If you could possibly remember as I discussed earlier, I described comprehension as the goal of reading. But now I want to add that effective comprehension leads to understanding (a pragmatic concern), and that understanding can manifest in, at least two broad ways.
Through commitment and/or involvement. By commitment is meant that you, based on your comprehension of a target material, are able to assertions and propositions. This type of understanding derives from some appreciation of the underlying principles or concepts involved in the text at hand. It also reflects the manner you have cultivated towards the subject of discussion in the text.
Understanding can be reflected in how you show your involvement in the text by the cognitive content of your comprehension activities. Commitment and involvement can be determined precisely by examining your vocabulary, diction, sentence construction, sustained attention to topic and what the entirety of your comprehension performance say to whoever is reading your work.

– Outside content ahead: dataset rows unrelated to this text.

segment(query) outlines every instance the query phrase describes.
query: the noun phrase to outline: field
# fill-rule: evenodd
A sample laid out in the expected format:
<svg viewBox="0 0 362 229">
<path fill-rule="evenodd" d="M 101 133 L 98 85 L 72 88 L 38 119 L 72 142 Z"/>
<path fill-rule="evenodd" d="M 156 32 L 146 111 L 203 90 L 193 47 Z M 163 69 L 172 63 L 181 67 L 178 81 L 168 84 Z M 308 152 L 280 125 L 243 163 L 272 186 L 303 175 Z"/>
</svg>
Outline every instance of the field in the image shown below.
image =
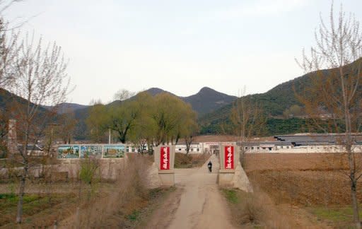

In order to aid your understanding of a text, you will not read it word by word. Rather, you will read phrase by phrase as you comprehend the text. You advance towards understanding by asking yourself such functional questions as follows:
1.What personal feelings does the author show in the text?
2.How does he/she express the feelings. Subtly or freely?
3.How does he/she treat the subject matter, is his/her approach shifty or definitive?
4.Does the author introduce subtopics slowly or suddenly?
5.What steps does he/she take to ensure connectivity among details?
6.Does the text contain repetitions?
7.If there are repetitions, of what effects are they?
8.What is the author's style, is it conversational?
9.If conversational, how do characters take their turns?
10.Does the author enhance conversation by adding side notes his/her normal comments?
11.What are the definite cooperative strategies used by the authors?
This aforementioned above are the lists of what to take note of in order to aid your understanding of a given text.